Option 1: Pass modules on construction
# Assume the encoding model to be defined as shown above
signal_model = cmrsim.analytic.CompositeSignalModel([...])
encoding_operator = MyNewEncoder(..., absolute_noise_std=[0, 0.1])

simulator = cmrsim.analytic.AnalyticSimulation(
                        building_blocks=(signal_model, encoding_operator, None)
                )
Option 2: Subclass Simulation

This is especially useful for parameterized simulation definitions (e.g. comparative simulation experiments)

class MyNewSimulation(cmrsim.analytic.AnalyticSimulation):
    def build(self, **my_defined_inputs):
        signal_model = cmrsim.analytic.CompositeSignalModel([...])
        encoding_operator = MyNewEncoder(..., absolute_noise_std=[0, 0.1])
        reconstruction_module = None
        return signal_model, encoding_operator, reconstruction_module

simulator = MyNewSimulation(build_kwargs=my_defined_inputs)

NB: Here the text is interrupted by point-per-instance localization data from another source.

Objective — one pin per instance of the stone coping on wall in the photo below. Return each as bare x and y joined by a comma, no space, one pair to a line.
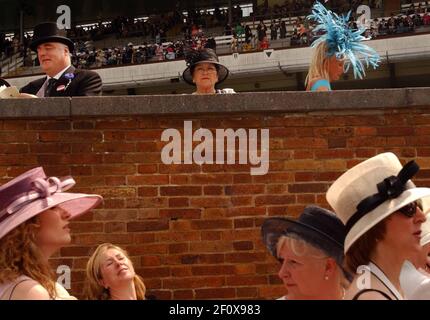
283,102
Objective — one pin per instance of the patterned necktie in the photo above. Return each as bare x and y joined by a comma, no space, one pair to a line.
49,86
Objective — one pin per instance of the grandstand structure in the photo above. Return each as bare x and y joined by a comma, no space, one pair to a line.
282,67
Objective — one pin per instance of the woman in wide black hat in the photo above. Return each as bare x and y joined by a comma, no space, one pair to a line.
310,250
4,83
205,72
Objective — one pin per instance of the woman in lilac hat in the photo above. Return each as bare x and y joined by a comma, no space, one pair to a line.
34,217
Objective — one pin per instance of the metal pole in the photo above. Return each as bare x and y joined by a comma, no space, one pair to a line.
21,26
230,7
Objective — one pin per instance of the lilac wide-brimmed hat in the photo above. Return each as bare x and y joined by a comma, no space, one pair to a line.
33,192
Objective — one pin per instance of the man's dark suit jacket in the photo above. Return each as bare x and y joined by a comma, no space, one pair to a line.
78,82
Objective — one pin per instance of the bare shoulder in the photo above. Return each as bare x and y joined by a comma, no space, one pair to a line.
372,295
315,80
30,290
62,293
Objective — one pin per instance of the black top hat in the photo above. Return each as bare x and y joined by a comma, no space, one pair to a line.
3,82
317,226
206,55
49,32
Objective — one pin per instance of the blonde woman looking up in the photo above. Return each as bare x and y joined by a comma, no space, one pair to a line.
111,276
336,44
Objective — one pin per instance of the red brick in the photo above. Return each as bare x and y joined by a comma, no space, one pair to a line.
211,224
246,211
243,245
365,131
16,125
243,223
83,125
212,270
211,178
183,295
244,189
74,251
305,143
139,135
179,168
267,200
395,131
213,190
210,202
246,280
247,292
193,282
149,260
146,168
14,148
179,202
181,191
154,272
111,227
117,124
86,227
160,294
180,213
147,226
148,180
114,147
337,142
240,257
147,191
210,235
242,201
179,248
215,293
307,188
181,271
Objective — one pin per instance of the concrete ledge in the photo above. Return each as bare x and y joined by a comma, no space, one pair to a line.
35,108
284,102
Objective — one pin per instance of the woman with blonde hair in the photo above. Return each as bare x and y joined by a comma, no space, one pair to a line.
310,250
111,276
337,44
34,217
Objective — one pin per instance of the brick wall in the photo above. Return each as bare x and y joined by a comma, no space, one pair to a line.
194,231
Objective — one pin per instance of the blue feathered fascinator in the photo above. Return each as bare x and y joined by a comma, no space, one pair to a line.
342,41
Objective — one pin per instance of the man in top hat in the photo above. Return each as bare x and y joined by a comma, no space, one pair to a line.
62,79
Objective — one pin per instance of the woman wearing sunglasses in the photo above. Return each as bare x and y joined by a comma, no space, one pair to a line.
380,208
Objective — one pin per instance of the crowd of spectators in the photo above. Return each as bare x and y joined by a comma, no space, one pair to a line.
188,32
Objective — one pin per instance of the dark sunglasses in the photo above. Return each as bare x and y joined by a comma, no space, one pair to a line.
410,209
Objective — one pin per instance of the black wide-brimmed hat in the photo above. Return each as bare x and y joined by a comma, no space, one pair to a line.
207,55
49,32
316,226
3,82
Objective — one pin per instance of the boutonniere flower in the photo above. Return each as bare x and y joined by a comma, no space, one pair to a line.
70,77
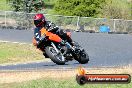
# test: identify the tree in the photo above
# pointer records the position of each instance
(117, 9)
(87, 8)
(26, 5)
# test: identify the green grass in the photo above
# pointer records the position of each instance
(61, 83)
(11, 53)
(4, 6)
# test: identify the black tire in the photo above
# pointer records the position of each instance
(81, 80)
(84, 58)
(54, 57)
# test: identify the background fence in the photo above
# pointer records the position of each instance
(20, 20)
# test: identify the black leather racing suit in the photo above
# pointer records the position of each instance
(52, 28)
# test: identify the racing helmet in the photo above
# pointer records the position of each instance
(39, 20)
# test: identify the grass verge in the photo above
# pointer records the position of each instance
(59, 79)
(13, 53)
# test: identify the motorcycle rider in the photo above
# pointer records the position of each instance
(40, 22)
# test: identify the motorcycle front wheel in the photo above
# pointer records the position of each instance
(57, 58)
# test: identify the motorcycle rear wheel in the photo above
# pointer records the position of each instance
(84, 58)
(56, 58)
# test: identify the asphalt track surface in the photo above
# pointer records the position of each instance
(105, 50)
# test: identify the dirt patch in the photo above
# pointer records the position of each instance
(13, 76)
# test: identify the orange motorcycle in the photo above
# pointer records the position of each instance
(60, 51)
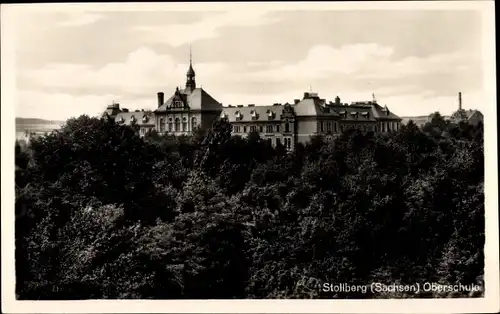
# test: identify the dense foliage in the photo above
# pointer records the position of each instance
(103, 213)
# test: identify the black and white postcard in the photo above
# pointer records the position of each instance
(249, 157)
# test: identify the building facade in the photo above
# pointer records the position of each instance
(186, 109)
(144, 120)
(288, 124)
(191, 108)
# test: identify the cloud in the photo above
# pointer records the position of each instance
(79, 19)
(143, 71)
(208, 27)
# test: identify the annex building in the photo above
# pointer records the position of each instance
(192, 107)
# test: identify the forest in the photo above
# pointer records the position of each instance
(102, 213)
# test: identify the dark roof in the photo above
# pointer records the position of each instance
(253, 113)
(198, 99)
(312, 107)
(353, 112)
(190, 70)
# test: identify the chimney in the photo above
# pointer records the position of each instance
(161, 97)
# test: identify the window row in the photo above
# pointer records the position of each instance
(269, 128)
(389, 126)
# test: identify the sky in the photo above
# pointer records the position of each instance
(73, 62)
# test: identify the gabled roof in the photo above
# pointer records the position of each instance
(353, 112)
(198, 99)
(383, 113)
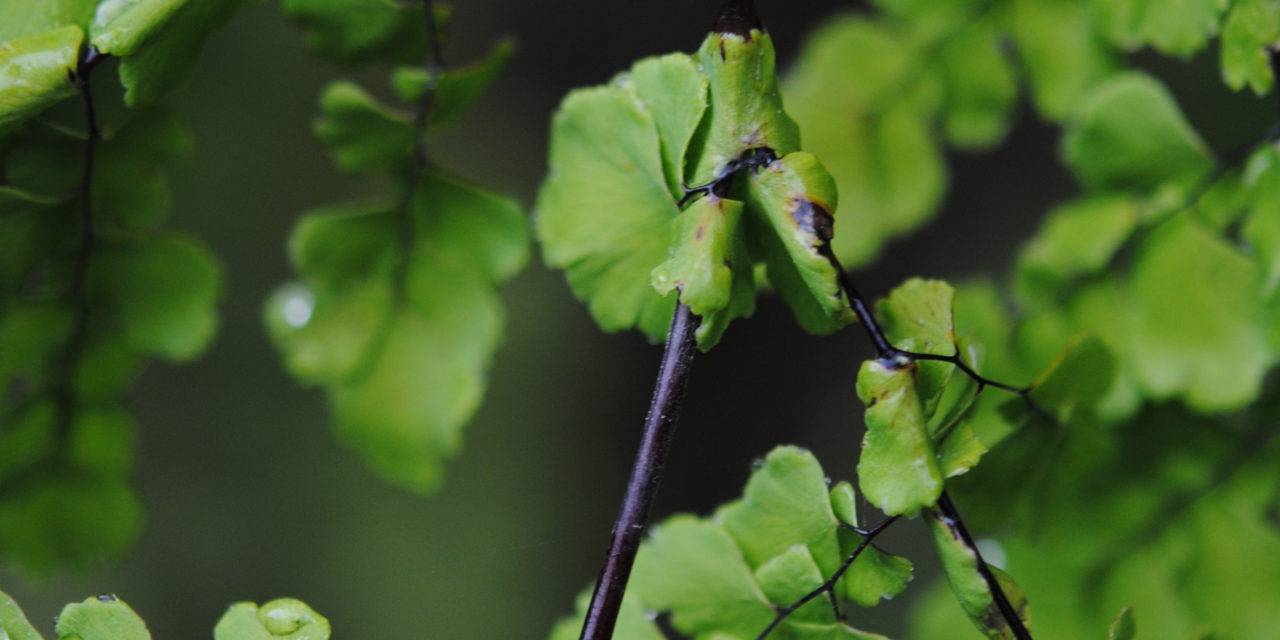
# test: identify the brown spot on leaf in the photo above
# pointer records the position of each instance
(813, 219)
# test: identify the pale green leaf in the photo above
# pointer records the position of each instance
(960, 565)
(284, 618)
(981, 87)
(1174, 27)
(1200, 329)
(425, 374)
(1129, 135)
(24, 18)
(693, 568)
(364, 31)
(791, 575)
(745, 104)
(877, 576)
(675, 92)
(897, 470)
(13, 622)
(33, 73)
(362, 133)
(1064, 56)
(161, 293)
(604, 211)
(700, 263)
(104, 617)
(872, 136)
(785, 503)
(1249, 30)
(457, 87)
(1077, 240)
(164, 59)
(790, 205)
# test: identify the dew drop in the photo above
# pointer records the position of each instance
(293, 302)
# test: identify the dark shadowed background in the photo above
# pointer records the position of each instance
(248, 497)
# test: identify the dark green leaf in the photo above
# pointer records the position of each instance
(362, 133)
(897, 470)
(1178, 27)
(1249, 30)
(13, 622)
(364, 31)
(790, 206)
(785, 503)
(457, 88)
(160, 293)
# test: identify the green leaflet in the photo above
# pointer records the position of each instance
(1178, 27)
(708, 243)
(375, 350)
(364, 31)
(167, 56)
(19, 18)
(604, 151)
(960, 565)
(362, 135)
(640, 140)
(456, 90)
(282, 618)
(786, 502)
(1216, 351)
(33, 73)
(897, 470)
(1123, 627)
(13, 622)
(104, 617)
(795, 196)
(1249, 28)
(1077, 240)
(981, 88)
(1129, 135)
(745, 105)
(722, 576)
(693, 568)
(160, 293)
(880, 149)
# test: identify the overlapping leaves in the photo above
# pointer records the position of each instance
(613, 211)
(725, 575)
(396, 314)
(77, 320)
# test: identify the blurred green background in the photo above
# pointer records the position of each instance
(247, 494)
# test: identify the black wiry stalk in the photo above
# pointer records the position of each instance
(645, 475)
(885, 350)
(830, 585)
(997, 593)
(64, 393)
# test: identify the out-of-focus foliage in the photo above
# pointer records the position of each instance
(106, 617)
(397, 315)
(91, 286)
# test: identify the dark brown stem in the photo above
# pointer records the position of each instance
(645, 475)
(997, 593)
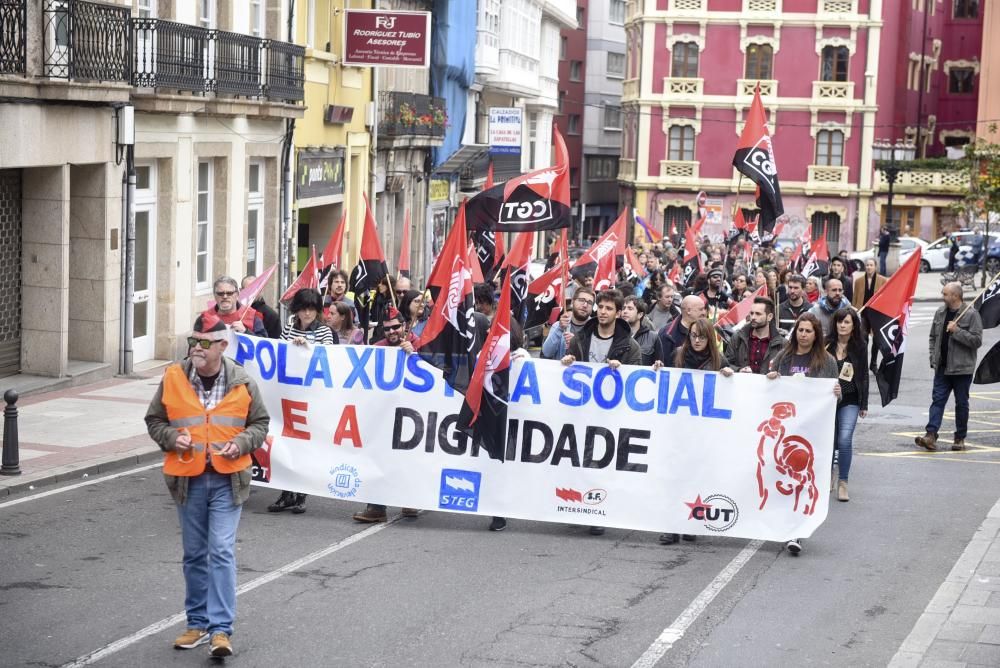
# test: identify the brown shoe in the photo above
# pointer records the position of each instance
(370, 516)
(928, 441)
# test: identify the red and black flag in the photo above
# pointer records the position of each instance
(403, 267)
(370, 270)
(484, 411)
(538, 200)
(888, 313)
(449, 337)
(755, 159)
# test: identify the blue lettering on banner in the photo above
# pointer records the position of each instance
(526, 384)
(459, 490)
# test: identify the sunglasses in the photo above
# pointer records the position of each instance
(205, 344)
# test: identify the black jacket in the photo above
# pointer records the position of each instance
(623, 347)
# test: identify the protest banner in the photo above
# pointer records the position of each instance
(673, 450)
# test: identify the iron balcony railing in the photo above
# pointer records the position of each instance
(13, 19)
(87, 41)
(177, 56)
(411, 114)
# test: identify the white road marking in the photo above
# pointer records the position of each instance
(78, 485)
(676, 631)
(163, 624)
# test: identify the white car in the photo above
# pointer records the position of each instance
(906, 247)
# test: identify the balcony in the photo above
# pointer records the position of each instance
(171, 56)
(833, 91)
(827, 178)
(85, 41)
(13, 35)
(745, 87)
(683, 87)
(411, 120)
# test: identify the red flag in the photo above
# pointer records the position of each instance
(484, 411)
(403, 268)
(754, 159)
(307, 278)
(738, 313)
(537, 200)
(888, 313)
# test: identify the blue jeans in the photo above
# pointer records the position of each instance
(208, 531)
(843, 443)
(943, 386)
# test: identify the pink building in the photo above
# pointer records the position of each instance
(835, 77)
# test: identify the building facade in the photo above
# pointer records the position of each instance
(829, 72)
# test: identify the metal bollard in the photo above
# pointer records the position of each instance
(11, 458)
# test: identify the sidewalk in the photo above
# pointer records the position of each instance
(68, 434)
(961, 625)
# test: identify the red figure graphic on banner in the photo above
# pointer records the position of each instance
(785, 462)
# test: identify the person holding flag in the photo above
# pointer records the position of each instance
(955, 337)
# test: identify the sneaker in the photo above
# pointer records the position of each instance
(220, 645)
(370, 516)
(191, 638)
(284, 502)
(928, 441)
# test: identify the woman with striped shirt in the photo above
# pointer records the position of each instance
(302, 328)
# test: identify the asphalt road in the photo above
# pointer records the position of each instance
(97, 569)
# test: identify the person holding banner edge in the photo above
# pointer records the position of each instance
(805, 354)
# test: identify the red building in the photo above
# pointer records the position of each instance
(835, 76)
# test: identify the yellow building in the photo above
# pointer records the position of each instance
(332, 142)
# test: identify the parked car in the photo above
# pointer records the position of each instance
(935, 256)
(906, 247)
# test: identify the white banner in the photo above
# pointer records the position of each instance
(675, 450)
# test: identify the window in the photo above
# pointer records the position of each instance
(612, 118)
(257, 18)
(830, 148)
(759, 59)
(203, 228)
(834, 66)
(960, 80)
(616, 64)
(684, 60)
(966, 9)
(255, 219)
(616, 12)
(601, 168)
(681, 144)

Batching and asserting correct shapes is achieved by wrapping the phantom with a cmrsim dataset. To evaluate the simulation just call the simulator object with the given input dataset.

Wrapping the input
dummy_phantom = dict([
        ...
    ])
dataset = cmrsim.dataset.AnalyticDataset(dummy_phantom)
k_space = simulator(dataset)

4. [Optional] The Reconstruction Module#

The Reconstruction module has to be choosen according to the encoding in the simulation. As the k-space-sample axis is flatten, the user has to check if encoding and recon match (e.g. 2D-EPI & iFFT). As it may be desirable to not include the reconstruction into the Simulation call, the specification of the recon module is optional. If a Subclassed module of BaseRecon is specified as recon module, the returned tensor contains data in image space. As no Modules follow after reconstruction there are no restrictions are enforced for the output shape of the reconstructed images.